Yeni güne, yine yeni bir “Borsada manipülasyon soruşturması”na uyandık dün.
Sadece 1 hafta içinde ikinci operasyonun düğmesine basıldı.
800 milyon liralık dev bir haksız kazançtan, “vurgun”dan söz ediliyor.
Anlaşılan o ki “küçük” yatırımcı “büyük”lerin avı haline gelmiş.
TÜİK’in makyajlı verileriyle alım gücü erirken, kriptodan borsaya, bahis sitelerinden fonlara kadar herkes “kurtuluş yolu” arıyor.
Ama bu yeni oyun alanlarında da adalet yok.
Küçük yatırımcı yem oluyor, hem de göz göre göre...
★★★
Her şeyin bir sınırı var bu ülkede... Enflasyon hariç.
TÜİK’e göre yüzde 37’ye inen yıllık enflasyon, cebimizde hâlâ kat be kat üzerinde.
Geriden gelen kayıplar yangını iyiden iyiye büyütüyor.
Güven vermeyen veriler yüzünden hak edilen zamlar alınamadı, maaşlar eridi, geçim imkansız hale geldi.
Etiketlerin hızına yetişemeyenler, alışkanlıklarını değiştirdi.
Artık herkes daha az alıyor, daha az yiyor, AMA daha çok düşünüyor.
İşte tam da bu yüzden herkes ekonomist, herkes uzman, herkes yatırımcı oldu.
Dün aracına bindiğim taksici, 1 milyon liraya 7 ev alıp kiraya verilebileceğini anlatıyordu, akrabasının 7 milyona tek ev aldığına üzülerek.
Külliyen bir çıkış arayışındayız.
Kimisi kriptoya sarılıyor, kimisi suç olduğunu bilmesine rağmen riske giriyor; yasa dışı bahisle ‘şansını deniyor’.
En garanticiler ise yönünü borsaya çeviriyor.
Ama artık o da garanti değil.
Borsa yatırımcısı deyince eskiden akla büyük sermayeler, profesyonel analizler, uzun vadeli planlar gelirdi.
Ama bugünün yatırımcıları bambaşka: Bir kısmı öğrenci, harçlığını değerlendirmek istiyor.
Bir kısmı memur, geçinemediği için yan gelir arıyor.
Ev kadınları, emekliler, beyaz yakalılar...
Kimse zengin olmanın peşinde değil.
Kaybettiğini kurtarma derdinde...
Geçim derdinde... Ekmek derdinde...
Ama bu yeni yatırımcı kitlesi için bilgi değil, duyum; analiz değil, dedikodu belirleyici oluyor.
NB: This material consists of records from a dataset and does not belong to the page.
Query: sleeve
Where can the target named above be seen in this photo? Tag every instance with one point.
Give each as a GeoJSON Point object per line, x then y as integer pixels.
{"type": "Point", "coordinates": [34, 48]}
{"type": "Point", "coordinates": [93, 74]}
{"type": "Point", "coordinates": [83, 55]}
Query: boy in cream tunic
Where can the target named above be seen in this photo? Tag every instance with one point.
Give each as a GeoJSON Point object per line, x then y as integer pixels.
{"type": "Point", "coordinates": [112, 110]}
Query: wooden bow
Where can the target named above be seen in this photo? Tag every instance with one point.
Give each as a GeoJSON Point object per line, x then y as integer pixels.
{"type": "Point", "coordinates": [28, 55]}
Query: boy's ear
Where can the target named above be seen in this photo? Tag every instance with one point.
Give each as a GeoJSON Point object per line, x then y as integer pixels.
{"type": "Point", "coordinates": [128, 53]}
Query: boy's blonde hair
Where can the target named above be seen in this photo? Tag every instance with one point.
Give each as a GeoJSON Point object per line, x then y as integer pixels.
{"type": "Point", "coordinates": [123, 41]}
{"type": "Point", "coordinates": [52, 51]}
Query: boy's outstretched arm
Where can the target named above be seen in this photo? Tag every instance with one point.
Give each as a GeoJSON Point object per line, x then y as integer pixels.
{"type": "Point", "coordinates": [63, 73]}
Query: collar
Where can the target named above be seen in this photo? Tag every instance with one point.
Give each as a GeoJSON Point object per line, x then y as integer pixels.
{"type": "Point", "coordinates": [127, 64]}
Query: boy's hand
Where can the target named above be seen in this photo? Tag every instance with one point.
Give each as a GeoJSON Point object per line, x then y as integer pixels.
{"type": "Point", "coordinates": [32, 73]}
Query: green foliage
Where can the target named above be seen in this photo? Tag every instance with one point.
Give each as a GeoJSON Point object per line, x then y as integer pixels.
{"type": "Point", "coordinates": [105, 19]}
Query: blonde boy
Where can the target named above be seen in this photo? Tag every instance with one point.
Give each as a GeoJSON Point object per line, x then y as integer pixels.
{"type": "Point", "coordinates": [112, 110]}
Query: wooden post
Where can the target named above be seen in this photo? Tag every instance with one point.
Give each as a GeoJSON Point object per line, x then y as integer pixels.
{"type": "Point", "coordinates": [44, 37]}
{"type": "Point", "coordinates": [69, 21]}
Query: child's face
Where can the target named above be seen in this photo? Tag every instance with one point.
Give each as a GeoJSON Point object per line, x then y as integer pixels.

Bu da manipülasyonun kapısını ardına kadar açıyor.
Instagram, Tiktok, Youtube yatırım tavsiyeleri ile, Telegram binlerce kişinin olduğu gruplarla dolu.
★★★
Bu tabloya bakıp “İnsanlar açgözlü” demek kolay.
Ama asıl mesele bu değil.
Sistem insanları sadece düz, tek bir işte, 9:00-18:00 çalışarak ayakta kalamayacak hale getirdi.
Döviz tutuluyor, bankaya konulan para bu faiz oranlarına rağmen gün be gün eriyor.
Yaşananlar “alternatifsizlik ekonomisi”nin bir sonucu.
Sistemin dayattığı çaresizlik olmasa insanlar neden sosyal medya tüyolarının peşine takılsın ki?
Geleceğe dair umut biriktirmek için yol arıyorlar.
Ancak her alanda olduğu gibi, borsa tahtasında da adalet yok bu ülkede.
Son haftalarda üst üste gelen borsa operasyonları, manipülasyon soruşturmaları, gözaltılar... Bunlar buzdağının sadece görünen kısmı.
Küçük yatırımcının hissesiyle oynayanlar, sosyal medya hesaplarıyla yönlendirme yapanlar, içeriden bilgi sızdıranlar...
Oyun büyük. Ve kaybeden hep küçükler oluyor.
Küçük yatırımcının korunmadığı yerde serbest piyasa, serbest talan oluyor.
Bir ülkede ekonomik adalet sadece vergi reformuyla, TÜİK hesaplarıyla değil; yatırım piyasalarının düzgün denetlenmesiyle, küçük yatırımcının korunmasıyla da ölçülür.
Yoksa bu hikayede yatırımcı değil, hepimiz sadece yem oluruz.
Tam kapatırken...
Bir soru daha...
Yüz binler neden manipülasyon riskini bile bile 3 dakikalık Tiktok yatırım tüyosuna güveniyor ama TÜİK’e ve ekonomi yönetimine güvenmiyor?
Bu soruya dürüstçe verilecek bir yanıt aslında sorunların çözümü için en önemli başlangıç olabilir.